Indiana Governor Mike Pence signed a new Religious Freedom Restoration Act yesterday. That could have some dire consequences.  If we are to believe the media, this means that businesses are going to start turning gay people away at the door and Indiana is going to be a horrible place to be gay.

Let’s take a step back and be real about all of this.  First of all the, Federal Government passed a Religious Freedom Restoration Act in 1993, this Act was signed with the intention of government not being able to infringe upon a person’s ability to freely exercise of his or her religion.  This law was passed, in 1993, so that the government could not infringe on Native American land or the use of peyote in Native American religious ceremonies.

In 1997, in the case of City of Boerne v. Floresthe Supreme Court Ruled that the Religious Freedom Restoration Act did not apply to the states because of the 14th Amendment and after this states began passing their own Religious Freedom Restoration Acts. Since 1997 nineteen states have signed Religious Freedom Restoration Acts, with Alabama making theirs a state constitutional amendment.

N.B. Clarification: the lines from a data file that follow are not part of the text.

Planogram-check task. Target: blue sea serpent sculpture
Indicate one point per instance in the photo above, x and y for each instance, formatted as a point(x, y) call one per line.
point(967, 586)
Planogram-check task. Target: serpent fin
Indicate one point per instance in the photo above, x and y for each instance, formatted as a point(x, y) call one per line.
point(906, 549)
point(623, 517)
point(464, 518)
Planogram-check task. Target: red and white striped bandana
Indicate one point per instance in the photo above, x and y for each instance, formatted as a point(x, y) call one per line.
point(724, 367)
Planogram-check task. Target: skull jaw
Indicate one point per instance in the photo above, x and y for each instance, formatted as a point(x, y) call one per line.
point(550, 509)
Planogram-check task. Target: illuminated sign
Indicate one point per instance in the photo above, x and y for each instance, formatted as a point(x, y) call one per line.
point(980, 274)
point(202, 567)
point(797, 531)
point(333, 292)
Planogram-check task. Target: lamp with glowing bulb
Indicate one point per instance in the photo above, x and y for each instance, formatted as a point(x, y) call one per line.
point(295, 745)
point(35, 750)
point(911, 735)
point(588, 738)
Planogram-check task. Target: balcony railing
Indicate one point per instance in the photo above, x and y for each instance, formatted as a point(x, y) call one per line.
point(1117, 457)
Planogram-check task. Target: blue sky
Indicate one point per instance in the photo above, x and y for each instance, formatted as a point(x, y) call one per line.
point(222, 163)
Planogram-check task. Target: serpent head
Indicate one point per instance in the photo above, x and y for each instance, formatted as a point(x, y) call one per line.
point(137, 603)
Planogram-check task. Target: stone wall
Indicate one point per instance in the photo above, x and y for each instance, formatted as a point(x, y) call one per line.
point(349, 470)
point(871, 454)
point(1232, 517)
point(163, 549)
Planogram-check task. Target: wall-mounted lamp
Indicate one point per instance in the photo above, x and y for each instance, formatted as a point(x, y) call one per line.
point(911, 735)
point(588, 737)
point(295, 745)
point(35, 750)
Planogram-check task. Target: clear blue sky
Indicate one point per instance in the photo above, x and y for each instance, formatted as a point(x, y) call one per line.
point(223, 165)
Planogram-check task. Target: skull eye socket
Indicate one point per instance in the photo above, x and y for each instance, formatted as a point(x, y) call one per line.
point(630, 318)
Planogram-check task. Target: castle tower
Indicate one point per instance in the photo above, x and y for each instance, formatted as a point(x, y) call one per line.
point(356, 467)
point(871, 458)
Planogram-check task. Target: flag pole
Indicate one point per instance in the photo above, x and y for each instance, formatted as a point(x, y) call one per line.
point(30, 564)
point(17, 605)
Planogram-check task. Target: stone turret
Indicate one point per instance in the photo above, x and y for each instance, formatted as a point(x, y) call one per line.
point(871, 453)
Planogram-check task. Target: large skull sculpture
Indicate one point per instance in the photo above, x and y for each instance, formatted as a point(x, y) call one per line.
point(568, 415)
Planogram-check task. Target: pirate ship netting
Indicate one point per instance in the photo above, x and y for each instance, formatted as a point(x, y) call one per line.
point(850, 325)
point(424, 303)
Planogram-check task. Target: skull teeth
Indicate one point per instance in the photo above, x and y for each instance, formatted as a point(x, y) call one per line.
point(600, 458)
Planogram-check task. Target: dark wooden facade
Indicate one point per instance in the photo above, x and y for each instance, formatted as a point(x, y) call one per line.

Let’s look at the Indiana law that everyone is talking about.  It is is taken from

Religious freedom restoration act. Provides that a state or local government action may not substantially burden a person’s right to the exercise of religion unless it is demonstrated that applying the burden to the person’s exercise of religion is: (1) essential to further a compelling governmental interest; and (2) the least restrictive means of furthering the compelling governmental interest. Provides that a person whose exercise of religion has been substantially burdened, or is likely to be substantially burdened, by a state or local government action may assert the burden as a claim or defense in a judicial proceeding, regardless of whether the state or a political subdivision of the state is a party to the judicial proceeding. Allows a person who asserts a burden as a claim or defense to obtain appropriate relief, including: (1) injunctive relief; (2) declaratory relief; (3) compensatory damages; and (4) recovery of court costs and reasonable attorney’s fees…

A state or local government cannot prevent anyone from exercising their religion unless it’s for a compelling government interest. If it is limited, it must be done in the least restrictive way.  I don’t think those two lines are what people have problems with.  Let’s keep looking.  “A person whose exercise of religion has been substantially burdenedor likely to be substantially burdened by state or local government action may state their claim in court whether or not the government is a party to the case.”  Blah, blah, blah you can get money or other relief.

The interpretation of the emphasized lines is where things get tricky.  If someone is substantially burdened by state or government action, then how would the government not be party to the case?  This is why so many news outlets and people see this law as being problematic.  Because that line implies that individuals (business owners) can claim that another person is burdening their religious freedom, and the law would agree with them.  Toleration goes both ways and this law doesn’t seem to do so.  The lawmakers may have had all the good intentions in the world, but the way this law is written, it’s creating all the lawsuits in the world.